Via Francigena. The Road to Rome

The "Easy" Via Francigena

If it is the first time that you are walking on the Francigena, then we suggest that you choose those sections of the route that are not particularly difficult, in terms of length and height differences. You can do this by lightening some of the most challenging stages with public transport. Go to the next section of the Via Francigena walk + train and bus, for more details. Here are our suggestions: 

  • From the Great Saint Bernard Pass to Piacenza

    • In the lower valley of the Dora you can walk the section between Verrès and Santhià. This section takes four days, with a stop in Pont-Saint-Martin, Settimo Vittone or Ivrea and Viverone and Roppolo. These are very pleasant stages, winding among the vineyards, with views of the Alps and all beautiful trails.

    • From Santhià in Pavia the flat terrain makes walking easier, even  on the longest stages. There are five days of walking.  It's best to avoid the summer due to the heat.

      • If you just want a taste of Via Francigena for just one day to walk on the banks of the Po, traffic-free, consider the section between Orio Litta and Piacenza.

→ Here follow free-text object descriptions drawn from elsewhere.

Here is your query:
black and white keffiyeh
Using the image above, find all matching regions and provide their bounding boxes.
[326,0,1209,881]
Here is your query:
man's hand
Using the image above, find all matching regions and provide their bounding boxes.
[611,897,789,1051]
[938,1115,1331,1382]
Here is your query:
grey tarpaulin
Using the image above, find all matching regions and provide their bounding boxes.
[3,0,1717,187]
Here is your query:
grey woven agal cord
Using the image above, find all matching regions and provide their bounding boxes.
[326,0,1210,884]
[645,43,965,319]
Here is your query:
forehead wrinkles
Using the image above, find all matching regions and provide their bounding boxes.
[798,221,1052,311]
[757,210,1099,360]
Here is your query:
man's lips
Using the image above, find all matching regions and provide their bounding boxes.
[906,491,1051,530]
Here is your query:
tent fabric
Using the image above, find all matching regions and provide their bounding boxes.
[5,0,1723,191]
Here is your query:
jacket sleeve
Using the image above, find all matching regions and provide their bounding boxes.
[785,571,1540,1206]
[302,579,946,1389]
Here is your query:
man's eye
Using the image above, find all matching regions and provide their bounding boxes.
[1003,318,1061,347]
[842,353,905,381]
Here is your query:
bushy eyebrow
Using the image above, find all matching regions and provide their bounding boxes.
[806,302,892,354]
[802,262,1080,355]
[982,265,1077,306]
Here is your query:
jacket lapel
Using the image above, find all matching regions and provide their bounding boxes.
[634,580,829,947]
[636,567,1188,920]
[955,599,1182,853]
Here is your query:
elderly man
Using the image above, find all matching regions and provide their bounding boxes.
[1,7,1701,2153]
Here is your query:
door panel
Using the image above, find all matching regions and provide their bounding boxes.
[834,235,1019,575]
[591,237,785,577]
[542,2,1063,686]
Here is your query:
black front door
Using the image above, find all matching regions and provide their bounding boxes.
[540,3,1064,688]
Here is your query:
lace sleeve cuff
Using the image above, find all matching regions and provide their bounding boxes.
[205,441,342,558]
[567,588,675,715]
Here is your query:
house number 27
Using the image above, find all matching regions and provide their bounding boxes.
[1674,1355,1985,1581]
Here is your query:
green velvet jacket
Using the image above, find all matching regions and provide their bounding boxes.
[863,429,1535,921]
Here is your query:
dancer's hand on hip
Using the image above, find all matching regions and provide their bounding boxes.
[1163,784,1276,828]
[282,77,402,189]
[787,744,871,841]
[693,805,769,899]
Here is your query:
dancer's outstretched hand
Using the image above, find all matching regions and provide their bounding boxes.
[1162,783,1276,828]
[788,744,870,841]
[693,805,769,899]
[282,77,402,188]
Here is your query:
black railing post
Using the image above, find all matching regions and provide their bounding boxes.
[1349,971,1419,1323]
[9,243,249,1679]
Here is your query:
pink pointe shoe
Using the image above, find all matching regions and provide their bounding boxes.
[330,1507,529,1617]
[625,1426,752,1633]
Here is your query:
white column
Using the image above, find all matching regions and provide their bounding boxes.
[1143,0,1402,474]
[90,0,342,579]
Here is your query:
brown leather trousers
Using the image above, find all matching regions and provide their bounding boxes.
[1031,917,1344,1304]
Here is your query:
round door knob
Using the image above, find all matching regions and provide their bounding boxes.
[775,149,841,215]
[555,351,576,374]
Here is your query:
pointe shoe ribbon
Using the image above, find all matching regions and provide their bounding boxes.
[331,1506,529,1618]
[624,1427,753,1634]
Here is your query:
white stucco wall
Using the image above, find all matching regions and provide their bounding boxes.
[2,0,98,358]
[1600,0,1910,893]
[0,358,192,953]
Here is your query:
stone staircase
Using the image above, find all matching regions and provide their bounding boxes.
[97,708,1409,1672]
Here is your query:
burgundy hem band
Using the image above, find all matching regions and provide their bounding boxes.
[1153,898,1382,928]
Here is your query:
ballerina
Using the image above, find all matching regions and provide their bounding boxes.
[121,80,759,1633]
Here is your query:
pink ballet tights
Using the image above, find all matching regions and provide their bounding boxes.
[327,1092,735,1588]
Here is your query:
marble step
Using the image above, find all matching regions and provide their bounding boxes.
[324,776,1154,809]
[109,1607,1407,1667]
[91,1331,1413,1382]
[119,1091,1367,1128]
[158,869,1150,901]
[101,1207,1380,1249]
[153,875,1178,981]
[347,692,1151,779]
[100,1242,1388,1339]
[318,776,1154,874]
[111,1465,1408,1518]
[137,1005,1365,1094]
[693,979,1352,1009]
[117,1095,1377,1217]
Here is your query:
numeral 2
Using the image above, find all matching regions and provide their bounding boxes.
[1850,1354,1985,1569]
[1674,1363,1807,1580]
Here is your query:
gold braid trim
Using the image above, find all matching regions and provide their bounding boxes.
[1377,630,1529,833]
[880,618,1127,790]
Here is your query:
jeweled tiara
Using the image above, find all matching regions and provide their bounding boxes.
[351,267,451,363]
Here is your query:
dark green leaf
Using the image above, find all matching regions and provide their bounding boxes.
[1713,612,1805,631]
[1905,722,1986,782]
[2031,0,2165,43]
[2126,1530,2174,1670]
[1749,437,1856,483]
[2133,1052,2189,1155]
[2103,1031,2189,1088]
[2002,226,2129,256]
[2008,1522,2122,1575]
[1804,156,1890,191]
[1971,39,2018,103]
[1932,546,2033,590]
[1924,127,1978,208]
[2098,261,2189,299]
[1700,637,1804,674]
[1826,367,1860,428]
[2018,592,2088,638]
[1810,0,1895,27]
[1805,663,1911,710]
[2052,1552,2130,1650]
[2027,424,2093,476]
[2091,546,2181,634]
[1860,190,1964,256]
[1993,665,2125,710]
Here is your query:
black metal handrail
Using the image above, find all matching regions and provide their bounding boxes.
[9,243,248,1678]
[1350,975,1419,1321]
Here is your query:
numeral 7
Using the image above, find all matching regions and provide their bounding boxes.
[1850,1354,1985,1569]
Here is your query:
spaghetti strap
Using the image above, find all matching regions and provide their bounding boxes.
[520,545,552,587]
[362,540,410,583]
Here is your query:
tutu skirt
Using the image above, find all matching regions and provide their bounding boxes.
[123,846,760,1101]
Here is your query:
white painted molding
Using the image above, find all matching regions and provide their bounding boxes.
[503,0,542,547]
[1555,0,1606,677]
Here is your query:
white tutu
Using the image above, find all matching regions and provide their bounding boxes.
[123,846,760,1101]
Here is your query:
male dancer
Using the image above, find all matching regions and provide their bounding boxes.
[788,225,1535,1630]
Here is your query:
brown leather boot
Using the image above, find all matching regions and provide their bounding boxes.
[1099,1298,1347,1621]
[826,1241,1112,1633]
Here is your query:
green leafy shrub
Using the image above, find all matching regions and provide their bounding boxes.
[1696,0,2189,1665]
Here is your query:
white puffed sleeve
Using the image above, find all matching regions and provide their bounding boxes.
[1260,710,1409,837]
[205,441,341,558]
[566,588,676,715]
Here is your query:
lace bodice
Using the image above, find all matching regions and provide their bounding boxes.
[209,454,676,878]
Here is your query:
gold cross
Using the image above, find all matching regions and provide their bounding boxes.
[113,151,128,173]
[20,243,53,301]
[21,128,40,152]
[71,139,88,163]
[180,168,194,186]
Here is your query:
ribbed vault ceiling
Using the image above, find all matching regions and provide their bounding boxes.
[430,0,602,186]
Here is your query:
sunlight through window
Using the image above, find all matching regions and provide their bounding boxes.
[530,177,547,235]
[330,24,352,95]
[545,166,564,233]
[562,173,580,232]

You can choose whether to stay in the left bank and walk over the bridge in Piacenza, or if to cross the Po by boat over the historic ford between Corte Sant’Andrea and Soprarivo. A bus also allows you to reach the historic center of Piacenza safely. 
  • From Piacenza to Siena

    • From Pontremoli to Sarzana you cross in two long stages hilly areas rich in history and memories of pilgrimage. Our advice is to divide the route in three days and shorten the route by public transport.

    • One of the most exciting and easy sections along the Via Francigena is between Lucca and Siena. It consists of six days of walking on dirt roads, taking your through areas of exceptional beauty: San Gimignano, Monteriggioni and the landscape of the Sienese hills. Some stages are long, but you can shorten them by public transport and by taking rest days, adding a few additional days to the journey. 

  • From Siena to Viterbo

    • The way between Siena and Viterbo has no particular difficulty, and offers stunning views over the Val d'Orcia, Lake Bolsena, and the agricultural landscape of the Tuscia. It requires seven days, but given the length and the height difference of some stages, you will want to split some of the longer stages into two, in particular stage 36 San Quirico - Radicofani. It could also be lighten with use of by buses or trains for stage 34 Siena - Ponte d'Arbia and 37 Radicofani - Acquapendente.

  • Section between Viterbo - Rome has no major problems. Some stages can be lightened by use of public transport, especially when crossing the busy Roman suburbs.